Ci piace continuare a pensarti così. I difetti? Eravamo abituati a dialogare con le nostre Ombre, e anche di quelle tue ne parlavi con assoluta onestà intellettuale. Ci definivi un gruppo “casinista” come effettivamente siamo: poca capacità organizzativa, molti ideali e, a volte, molto individualismo introverso e difensivo. Eppure anche tu ti meravigliavi, insieme a noi, di come poi tutto potesse procedere e di come potessimo volerci bene, accomunati dalla stessa idea della psicoterapia, delle relazioni, della vita.
Insieme a noi, in modo entusiasta, avevi denominato la nostra associazione “Centro di Psicologia Evolutiva Intersoggettiva” e subito dopo, conscio del nome impegnativo e lungo, e del fatto che eravamo soltanto in cinque, hai aggiunto: “ma ragazzi, cosa stiamo facendo?
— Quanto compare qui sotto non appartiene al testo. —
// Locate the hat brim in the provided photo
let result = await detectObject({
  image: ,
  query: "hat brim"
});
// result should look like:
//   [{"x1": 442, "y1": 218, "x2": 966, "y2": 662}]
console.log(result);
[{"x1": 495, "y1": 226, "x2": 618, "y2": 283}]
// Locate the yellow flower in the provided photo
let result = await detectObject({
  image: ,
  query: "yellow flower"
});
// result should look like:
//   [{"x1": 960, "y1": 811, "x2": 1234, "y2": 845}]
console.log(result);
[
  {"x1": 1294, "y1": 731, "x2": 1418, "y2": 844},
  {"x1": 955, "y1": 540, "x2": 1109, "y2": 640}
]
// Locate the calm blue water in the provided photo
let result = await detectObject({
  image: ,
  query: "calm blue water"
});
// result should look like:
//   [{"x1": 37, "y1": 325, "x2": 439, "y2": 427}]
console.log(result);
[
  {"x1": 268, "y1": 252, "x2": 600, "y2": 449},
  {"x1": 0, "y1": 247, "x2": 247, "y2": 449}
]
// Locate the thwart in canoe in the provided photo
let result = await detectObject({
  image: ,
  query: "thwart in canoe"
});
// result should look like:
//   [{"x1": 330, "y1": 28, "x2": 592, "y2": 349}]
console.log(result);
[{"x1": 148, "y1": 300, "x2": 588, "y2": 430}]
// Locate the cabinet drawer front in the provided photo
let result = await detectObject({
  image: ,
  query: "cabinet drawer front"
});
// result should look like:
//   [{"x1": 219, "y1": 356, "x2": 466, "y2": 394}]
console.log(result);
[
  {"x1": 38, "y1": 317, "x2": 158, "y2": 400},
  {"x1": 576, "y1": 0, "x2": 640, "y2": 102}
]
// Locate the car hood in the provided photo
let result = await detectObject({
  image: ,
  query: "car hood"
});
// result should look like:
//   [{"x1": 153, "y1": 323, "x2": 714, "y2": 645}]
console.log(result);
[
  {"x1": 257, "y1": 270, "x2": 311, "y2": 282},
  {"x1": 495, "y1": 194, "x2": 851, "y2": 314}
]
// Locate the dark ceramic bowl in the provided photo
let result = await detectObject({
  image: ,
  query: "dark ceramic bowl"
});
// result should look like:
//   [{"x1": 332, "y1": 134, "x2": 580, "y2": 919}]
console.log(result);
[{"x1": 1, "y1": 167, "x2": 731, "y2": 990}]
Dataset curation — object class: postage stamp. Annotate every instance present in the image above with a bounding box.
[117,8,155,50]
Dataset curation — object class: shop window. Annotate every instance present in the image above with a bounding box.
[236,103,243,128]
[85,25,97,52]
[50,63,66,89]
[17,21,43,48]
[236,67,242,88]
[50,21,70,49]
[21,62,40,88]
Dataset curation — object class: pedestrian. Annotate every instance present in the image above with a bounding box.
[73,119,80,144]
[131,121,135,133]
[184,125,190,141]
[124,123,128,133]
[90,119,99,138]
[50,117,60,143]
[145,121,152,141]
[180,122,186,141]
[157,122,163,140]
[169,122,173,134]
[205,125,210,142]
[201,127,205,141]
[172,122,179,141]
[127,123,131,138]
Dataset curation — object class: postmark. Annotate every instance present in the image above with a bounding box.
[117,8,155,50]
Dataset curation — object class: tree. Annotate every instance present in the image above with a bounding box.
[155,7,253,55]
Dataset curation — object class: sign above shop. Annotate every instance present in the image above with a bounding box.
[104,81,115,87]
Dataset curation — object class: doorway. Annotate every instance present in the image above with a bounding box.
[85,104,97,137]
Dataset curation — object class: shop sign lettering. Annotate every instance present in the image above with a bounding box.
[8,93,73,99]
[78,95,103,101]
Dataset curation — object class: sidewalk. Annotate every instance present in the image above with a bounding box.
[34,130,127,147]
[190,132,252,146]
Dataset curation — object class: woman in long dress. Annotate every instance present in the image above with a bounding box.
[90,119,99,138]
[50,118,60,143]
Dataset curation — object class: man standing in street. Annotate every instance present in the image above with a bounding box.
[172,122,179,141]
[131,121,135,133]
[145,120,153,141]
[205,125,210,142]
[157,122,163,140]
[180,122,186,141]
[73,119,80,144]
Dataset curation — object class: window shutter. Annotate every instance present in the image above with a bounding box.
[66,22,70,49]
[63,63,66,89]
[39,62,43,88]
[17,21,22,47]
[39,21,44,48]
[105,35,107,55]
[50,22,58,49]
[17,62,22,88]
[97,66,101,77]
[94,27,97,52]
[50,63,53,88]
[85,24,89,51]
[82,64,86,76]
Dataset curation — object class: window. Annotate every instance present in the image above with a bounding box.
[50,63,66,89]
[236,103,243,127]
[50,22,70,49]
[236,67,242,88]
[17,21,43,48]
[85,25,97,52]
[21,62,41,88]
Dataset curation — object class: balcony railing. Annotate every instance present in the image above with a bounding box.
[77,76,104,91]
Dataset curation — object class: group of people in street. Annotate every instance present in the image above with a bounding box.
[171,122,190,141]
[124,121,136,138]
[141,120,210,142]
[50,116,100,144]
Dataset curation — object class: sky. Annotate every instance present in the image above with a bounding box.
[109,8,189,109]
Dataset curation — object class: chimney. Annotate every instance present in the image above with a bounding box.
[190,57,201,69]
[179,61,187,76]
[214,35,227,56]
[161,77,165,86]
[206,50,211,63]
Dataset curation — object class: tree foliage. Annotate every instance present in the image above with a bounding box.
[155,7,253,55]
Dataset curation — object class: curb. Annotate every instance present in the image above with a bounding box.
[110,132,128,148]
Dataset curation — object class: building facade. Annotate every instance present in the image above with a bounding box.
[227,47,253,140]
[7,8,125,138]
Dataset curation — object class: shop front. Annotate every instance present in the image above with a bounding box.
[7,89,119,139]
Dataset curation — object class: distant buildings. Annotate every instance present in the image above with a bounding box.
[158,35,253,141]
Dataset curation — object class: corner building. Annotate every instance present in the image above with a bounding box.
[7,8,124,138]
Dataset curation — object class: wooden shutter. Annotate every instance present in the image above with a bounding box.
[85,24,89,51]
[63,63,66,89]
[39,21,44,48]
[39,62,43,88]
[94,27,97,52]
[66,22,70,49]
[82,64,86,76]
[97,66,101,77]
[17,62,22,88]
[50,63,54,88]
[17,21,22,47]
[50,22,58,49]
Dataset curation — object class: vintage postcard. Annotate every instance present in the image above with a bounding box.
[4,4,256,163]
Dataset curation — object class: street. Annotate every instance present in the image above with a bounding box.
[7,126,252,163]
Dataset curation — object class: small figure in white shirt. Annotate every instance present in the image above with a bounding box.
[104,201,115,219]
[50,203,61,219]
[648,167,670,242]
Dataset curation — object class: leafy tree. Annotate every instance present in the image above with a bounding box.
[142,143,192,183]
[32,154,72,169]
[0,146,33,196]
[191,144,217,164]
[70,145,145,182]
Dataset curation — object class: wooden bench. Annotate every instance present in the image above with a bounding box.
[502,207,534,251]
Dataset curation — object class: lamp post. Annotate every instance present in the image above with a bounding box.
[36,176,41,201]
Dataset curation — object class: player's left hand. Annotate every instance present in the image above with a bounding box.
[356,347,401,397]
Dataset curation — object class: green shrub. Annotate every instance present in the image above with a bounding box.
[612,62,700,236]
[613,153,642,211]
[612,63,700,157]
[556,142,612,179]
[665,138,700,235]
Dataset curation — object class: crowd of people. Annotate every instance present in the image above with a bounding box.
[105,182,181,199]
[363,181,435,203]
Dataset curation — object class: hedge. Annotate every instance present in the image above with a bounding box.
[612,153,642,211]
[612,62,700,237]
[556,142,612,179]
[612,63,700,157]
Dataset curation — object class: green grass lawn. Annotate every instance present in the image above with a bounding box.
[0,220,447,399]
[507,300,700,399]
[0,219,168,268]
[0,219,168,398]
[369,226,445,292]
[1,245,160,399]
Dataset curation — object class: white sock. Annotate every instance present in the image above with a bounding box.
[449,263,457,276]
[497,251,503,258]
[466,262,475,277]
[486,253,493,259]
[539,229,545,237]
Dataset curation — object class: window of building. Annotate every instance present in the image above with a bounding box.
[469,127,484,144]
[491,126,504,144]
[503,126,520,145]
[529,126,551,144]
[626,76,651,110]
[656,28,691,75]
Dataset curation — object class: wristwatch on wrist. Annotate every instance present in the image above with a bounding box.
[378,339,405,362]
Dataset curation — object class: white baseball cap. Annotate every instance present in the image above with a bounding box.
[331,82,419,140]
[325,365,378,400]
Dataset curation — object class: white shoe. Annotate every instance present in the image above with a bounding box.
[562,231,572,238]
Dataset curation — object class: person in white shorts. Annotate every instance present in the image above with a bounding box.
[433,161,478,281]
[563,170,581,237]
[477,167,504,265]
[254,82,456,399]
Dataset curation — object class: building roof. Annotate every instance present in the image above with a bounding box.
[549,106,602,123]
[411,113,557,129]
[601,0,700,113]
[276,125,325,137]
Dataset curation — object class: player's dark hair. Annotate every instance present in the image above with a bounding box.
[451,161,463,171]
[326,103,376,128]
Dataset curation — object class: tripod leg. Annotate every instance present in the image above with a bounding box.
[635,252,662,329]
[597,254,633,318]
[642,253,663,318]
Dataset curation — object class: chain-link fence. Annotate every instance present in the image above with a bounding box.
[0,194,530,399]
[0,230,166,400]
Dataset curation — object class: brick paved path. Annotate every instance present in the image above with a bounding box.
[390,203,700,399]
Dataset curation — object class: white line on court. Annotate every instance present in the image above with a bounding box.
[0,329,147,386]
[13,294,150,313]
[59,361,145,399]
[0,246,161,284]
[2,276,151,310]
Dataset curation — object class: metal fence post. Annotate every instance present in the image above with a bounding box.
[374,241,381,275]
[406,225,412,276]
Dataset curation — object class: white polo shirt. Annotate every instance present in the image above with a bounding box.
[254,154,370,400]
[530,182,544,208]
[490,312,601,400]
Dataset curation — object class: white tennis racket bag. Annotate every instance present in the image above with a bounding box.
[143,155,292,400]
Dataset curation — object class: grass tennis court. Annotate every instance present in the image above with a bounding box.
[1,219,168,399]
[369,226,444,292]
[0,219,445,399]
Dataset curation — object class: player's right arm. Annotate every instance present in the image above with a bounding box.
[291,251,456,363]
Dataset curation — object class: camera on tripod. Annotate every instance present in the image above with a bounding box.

Forse non lo capiamo neppure noi cosa vuol dire…”. Eppure hai contribuito non poco al primo statuto, visto che eri quello, tra noi, con migliori doti pratiche e organizzative.
Il nostro particolare ricordo va oggi a Donata, Anita, Matilde, le persone che amavi e con cui condividevi la quotidianità. Ci dicevi che con loro sentivi un legame speciale, capace di andare oltre qualsiasi difficoltà. Siamo convinti che questo legame verrà comunque mantenuto, e anche quello con il CEPEI, nel modo che tu ora conoscerai molto meglio di noi.
Sei sempre presente
Paolo, Antonino, Paola, Sergio
… Un anno dopo (sogno del 7 agosto 2004)
“Con la persona che amo entriamo nella cantina dove ci trovavamo a parlare, a giocare, a progettare sulla vita, con gli amici del tempo della giovinezza. E lì tornano anche gli amici stessi, decisi tutti a scrivere un’altra lettera a Lorenzo. Pensiamo allora a ciò che è stato pubblicato sui giornali, alle persone che sono state vicine, a quelle ciniche o indifferenti, ai problemi connessi alla professione di psichiatra, al servizio pubblico inadeguato, alla famiglia, alla violenza, al desiderio di affermazione… e ci accorgiamo di quante considerazioni negative sono state fatte in quest’anno. E allora, decidiamo di porre silenzio ad ogni altra riflessione e di scrivere nella lettera una sola parola, che dia senso al nostro ritrovarci: AMICIZIA”.
il sogno da uno di noi è stato fatto, ma è condiviso nell’inconscio (e speriamo poi nella coscienza) collettivo.